Der Dax-Konzern Continental hat seine eigene ehemalige Rechtsberatung verklagt. Der Autozulieferer fordert von der renommierten Kanzlei Noerr Schadenersatz in Höhe von 130 Millionen Euro – ein äußerst seltener und eskalierender Schritt in der Aufarbeitung des Dieselskandals. Continental wirft den Anwälten schwere Fehler in ihrer Beratung vor, die das Unternehmen teuer zu stehen gekommen sein sollen.

Der Vorwurf im Kern: Die Kanzlei Noerr habe bei der rechtlichen Begleitung einer internen Untersuchung zu möglichen Betrugssoftware-Vorwürfen gravierende Mängel begangen. Diese angeblichen Fehler hätten dazu geführt, dass eine zweite, äußerst kostspielige Folgeuntersuchung notwendig wurde. Continental will nun, dass die Anwaltskanzlei für diese immensen Kosten aufkommt.

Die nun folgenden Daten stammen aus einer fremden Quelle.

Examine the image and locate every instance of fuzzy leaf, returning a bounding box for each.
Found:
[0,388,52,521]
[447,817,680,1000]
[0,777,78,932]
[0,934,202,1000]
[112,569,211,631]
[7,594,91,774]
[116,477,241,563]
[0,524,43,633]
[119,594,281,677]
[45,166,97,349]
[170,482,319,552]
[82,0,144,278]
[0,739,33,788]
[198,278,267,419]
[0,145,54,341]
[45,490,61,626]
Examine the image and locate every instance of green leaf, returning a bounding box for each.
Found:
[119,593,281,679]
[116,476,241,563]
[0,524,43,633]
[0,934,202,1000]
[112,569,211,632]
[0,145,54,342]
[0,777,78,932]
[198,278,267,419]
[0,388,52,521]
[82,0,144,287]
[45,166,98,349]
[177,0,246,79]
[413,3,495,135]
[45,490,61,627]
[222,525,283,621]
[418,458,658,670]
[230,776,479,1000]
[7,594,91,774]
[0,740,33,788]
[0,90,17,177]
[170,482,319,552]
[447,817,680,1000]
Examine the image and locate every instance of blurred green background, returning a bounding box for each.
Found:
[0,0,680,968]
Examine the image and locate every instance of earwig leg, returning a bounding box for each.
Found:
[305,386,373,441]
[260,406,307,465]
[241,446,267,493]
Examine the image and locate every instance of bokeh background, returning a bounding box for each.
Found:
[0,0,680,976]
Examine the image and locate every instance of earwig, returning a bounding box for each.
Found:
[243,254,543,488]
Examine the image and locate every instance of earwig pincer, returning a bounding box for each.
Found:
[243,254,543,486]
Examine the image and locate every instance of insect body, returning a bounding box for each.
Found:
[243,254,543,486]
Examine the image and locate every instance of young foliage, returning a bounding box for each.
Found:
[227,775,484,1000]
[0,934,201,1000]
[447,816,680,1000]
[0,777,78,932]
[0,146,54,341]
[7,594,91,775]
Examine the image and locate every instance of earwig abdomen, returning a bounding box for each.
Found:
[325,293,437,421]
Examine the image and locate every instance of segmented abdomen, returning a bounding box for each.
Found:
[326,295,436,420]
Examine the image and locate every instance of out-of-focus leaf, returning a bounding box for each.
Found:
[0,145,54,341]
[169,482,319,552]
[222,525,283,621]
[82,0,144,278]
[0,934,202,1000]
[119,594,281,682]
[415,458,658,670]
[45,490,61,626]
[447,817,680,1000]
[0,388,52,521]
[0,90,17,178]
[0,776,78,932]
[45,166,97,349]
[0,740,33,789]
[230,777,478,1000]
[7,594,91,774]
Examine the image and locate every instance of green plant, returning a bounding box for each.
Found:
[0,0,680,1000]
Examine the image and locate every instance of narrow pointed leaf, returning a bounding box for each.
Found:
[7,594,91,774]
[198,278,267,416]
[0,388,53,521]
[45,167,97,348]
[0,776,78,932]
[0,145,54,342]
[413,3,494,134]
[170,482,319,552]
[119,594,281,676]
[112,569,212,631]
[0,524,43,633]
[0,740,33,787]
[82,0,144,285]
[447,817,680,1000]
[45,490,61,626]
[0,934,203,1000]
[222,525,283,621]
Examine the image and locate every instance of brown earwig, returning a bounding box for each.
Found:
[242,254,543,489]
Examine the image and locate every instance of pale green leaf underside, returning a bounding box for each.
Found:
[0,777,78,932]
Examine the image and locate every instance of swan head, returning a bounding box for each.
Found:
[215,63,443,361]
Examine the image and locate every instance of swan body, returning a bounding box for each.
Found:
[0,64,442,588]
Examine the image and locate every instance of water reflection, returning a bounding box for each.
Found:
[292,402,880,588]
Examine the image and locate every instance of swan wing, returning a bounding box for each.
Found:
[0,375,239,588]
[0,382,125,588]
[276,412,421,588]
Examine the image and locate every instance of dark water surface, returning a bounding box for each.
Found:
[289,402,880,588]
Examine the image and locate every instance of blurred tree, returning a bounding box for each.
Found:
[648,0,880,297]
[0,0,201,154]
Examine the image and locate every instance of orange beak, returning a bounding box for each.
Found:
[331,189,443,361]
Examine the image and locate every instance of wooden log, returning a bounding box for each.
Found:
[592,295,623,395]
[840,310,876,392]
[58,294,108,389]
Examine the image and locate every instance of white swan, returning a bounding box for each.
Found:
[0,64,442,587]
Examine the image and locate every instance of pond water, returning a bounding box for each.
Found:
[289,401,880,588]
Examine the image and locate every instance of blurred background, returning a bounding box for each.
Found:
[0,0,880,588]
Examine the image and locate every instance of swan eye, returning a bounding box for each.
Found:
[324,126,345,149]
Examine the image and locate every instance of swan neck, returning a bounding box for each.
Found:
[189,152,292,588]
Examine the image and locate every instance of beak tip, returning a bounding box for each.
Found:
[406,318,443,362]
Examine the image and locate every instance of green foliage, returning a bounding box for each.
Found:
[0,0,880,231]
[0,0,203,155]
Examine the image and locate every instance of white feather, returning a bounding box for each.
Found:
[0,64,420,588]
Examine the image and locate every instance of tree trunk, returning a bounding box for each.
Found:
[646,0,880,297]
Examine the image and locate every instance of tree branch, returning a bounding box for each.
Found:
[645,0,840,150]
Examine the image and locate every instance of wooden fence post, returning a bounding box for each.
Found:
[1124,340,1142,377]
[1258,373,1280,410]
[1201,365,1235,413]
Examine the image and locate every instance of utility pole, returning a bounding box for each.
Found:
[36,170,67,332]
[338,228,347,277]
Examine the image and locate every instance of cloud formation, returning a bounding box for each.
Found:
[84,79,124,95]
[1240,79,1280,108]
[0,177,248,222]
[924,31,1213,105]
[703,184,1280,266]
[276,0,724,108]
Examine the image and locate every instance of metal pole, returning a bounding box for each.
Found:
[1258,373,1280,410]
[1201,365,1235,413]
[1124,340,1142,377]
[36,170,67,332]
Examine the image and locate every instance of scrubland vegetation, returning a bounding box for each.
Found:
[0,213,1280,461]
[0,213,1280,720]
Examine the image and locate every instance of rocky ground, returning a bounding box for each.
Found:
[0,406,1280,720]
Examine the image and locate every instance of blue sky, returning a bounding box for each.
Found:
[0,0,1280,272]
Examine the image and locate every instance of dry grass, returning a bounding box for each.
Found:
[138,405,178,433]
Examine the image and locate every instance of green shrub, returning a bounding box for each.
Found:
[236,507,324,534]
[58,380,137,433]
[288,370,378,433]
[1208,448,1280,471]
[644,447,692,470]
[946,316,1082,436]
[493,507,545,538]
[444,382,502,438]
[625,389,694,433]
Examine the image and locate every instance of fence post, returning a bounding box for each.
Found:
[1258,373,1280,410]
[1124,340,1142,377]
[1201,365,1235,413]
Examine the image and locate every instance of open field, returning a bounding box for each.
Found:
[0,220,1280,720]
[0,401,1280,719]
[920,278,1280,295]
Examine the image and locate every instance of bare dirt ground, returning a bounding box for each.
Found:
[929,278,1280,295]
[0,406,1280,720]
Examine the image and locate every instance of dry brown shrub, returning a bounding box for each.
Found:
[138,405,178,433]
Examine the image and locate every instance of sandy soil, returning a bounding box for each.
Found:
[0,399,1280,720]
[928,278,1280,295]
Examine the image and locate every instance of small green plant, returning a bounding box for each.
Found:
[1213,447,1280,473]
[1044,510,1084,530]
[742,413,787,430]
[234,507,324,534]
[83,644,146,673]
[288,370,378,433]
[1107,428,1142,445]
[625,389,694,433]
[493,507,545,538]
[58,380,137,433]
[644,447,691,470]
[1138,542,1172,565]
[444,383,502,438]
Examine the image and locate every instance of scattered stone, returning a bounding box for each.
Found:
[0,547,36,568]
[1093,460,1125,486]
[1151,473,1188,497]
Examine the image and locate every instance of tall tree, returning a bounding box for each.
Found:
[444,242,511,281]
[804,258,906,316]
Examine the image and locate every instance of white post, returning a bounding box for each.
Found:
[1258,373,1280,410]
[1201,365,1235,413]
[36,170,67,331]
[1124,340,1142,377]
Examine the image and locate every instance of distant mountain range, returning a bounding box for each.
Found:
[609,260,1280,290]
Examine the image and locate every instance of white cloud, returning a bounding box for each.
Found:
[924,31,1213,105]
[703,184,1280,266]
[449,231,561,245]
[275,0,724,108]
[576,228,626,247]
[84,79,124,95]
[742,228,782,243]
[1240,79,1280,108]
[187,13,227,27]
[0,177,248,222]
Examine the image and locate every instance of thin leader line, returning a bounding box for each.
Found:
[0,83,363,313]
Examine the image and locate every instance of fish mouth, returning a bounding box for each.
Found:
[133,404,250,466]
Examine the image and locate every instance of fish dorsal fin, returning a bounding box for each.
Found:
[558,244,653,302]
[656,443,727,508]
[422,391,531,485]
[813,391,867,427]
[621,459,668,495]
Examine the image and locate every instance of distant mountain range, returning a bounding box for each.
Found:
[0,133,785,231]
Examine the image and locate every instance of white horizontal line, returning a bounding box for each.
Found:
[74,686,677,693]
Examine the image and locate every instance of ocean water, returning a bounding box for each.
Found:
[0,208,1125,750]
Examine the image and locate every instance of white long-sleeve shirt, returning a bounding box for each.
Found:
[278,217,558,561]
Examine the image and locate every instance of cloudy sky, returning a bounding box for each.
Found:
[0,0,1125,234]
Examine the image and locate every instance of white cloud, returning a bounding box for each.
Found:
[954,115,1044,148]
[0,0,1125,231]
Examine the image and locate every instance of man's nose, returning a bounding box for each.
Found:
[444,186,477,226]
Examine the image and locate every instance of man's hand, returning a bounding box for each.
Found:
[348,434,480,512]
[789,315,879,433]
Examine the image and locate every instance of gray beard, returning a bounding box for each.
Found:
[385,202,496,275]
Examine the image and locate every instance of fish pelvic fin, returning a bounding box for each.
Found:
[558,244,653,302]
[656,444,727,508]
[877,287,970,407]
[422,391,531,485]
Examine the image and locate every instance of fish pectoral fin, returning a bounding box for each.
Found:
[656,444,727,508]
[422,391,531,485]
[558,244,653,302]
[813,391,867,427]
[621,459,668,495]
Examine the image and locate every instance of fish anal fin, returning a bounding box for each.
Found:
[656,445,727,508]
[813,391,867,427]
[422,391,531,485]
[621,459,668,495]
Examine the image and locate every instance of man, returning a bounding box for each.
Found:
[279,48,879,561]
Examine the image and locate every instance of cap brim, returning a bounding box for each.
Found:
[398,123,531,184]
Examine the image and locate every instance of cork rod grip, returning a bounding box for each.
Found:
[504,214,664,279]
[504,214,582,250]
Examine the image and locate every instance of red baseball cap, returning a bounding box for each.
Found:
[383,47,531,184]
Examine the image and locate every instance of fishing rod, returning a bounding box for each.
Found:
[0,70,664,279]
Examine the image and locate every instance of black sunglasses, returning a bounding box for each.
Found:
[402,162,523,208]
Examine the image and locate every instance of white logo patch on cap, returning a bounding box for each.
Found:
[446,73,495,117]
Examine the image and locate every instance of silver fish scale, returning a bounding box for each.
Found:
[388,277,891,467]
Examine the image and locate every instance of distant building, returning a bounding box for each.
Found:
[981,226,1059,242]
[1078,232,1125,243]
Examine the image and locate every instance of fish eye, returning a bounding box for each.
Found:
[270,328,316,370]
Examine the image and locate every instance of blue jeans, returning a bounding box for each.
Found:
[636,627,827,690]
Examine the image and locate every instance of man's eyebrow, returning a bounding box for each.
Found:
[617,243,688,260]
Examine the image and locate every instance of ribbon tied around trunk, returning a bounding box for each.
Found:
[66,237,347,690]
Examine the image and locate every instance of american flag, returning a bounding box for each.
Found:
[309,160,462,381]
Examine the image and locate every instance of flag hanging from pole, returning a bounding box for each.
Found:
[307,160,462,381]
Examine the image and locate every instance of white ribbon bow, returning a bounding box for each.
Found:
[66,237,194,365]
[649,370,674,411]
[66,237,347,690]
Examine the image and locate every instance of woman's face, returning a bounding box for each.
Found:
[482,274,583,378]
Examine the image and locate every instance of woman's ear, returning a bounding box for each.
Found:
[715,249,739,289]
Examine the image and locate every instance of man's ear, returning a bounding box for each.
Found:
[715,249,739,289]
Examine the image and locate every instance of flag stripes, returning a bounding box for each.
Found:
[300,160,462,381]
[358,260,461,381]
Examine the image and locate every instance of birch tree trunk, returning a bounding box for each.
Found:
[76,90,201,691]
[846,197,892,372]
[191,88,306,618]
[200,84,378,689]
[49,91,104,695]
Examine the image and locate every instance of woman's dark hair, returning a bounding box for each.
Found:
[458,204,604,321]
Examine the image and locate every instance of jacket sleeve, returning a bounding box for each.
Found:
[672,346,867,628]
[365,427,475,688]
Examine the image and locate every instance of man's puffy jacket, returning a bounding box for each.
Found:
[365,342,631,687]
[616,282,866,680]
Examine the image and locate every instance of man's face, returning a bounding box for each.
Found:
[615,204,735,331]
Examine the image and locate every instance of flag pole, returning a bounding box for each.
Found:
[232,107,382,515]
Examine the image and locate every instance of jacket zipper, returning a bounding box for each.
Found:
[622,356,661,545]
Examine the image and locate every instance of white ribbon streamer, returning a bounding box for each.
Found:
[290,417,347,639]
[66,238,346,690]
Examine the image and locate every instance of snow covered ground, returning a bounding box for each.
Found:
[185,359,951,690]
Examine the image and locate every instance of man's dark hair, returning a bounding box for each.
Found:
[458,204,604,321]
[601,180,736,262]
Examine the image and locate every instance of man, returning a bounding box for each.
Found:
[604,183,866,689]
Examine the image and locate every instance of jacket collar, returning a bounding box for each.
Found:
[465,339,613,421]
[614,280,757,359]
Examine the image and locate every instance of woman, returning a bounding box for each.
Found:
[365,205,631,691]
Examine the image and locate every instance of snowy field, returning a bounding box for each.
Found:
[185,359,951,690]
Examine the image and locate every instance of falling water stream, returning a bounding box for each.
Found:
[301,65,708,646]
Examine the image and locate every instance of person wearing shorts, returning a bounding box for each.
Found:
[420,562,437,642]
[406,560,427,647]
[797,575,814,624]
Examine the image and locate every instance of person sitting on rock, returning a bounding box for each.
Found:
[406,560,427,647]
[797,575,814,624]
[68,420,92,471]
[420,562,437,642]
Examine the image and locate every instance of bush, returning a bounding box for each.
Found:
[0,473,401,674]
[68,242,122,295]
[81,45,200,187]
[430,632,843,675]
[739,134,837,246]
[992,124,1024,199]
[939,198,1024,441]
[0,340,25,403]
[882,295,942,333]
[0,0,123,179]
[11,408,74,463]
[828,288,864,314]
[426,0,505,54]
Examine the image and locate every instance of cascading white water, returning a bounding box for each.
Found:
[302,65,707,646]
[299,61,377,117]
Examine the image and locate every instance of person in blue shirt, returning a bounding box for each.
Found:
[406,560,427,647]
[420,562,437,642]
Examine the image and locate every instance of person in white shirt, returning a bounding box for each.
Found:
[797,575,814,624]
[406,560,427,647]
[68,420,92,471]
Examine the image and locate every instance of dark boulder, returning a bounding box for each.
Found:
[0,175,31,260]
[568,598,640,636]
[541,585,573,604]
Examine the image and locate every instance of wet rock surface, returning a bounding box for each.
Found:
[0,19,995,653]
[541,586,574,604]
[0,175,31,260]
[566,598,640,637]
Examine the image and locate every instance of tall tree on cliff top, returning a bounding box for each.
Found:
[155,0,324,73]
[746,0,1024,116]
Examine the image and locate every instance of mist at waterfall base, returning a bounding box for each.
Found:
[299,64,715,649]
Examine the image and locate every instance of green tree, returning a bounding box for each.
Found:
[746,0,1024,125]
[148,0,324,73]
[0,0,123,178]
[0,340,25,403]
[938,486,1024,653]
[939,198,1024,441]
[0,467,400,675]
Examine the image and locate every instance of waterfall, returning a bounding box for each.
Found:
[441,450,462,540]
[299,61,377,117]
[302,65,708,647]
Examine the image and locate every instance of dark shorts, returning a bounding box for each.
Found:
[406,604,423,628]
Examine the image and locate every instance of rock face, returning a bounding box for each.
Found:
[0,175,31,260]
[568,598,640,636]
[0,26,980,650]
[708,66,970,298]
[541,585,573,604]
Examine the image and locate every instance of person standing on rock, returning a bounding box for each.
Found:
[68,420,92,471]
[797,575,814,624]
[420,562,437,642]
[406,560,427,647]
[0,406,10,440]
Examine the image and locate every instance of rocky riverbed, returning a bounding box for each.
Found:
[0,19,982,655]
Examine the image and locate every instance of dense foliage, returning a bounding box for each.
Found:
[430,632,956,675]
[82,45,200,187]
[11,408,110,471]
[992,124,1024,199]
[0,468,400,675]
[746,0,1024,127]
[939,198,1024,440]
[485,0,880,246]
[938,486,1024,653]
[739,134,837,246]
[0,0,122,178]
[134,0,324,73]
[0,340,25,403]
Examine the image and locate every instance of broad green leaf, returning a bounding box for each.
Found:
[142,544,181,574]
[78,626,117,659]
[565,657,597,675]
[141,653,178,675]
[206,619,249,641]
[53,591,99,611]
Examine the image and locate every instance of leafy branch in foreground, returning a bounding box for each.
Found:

Der Fall wirft ein grelles Licht auf die komplexen und finanziell riskanten juristischen Nachspiele des Abgasskandals, die auch Jahre später noch hohe Wellen schlagen.

Die Klage markiert eine dramatische Zuspitzung im Verhältnis zwischen Mandant und langjährigem Berater. Sie zeigt, wie tief der Vertrauensbruch ist und unter welchem enormen finanziellen Druck Continental steht, Kosten aus der Vergangenheit zu minimieren. Der Ausgang des Verfahrens wird nicht nur über eine dreistellige Millionensumme entscheiden, sondern auch als Präzedenzfall für die Haftung von Beratern in Großverfahren dienen. Die deutsche Wirtschaftsrechtslandschaft beobachtet den seltenen Vorgang mit Spannung.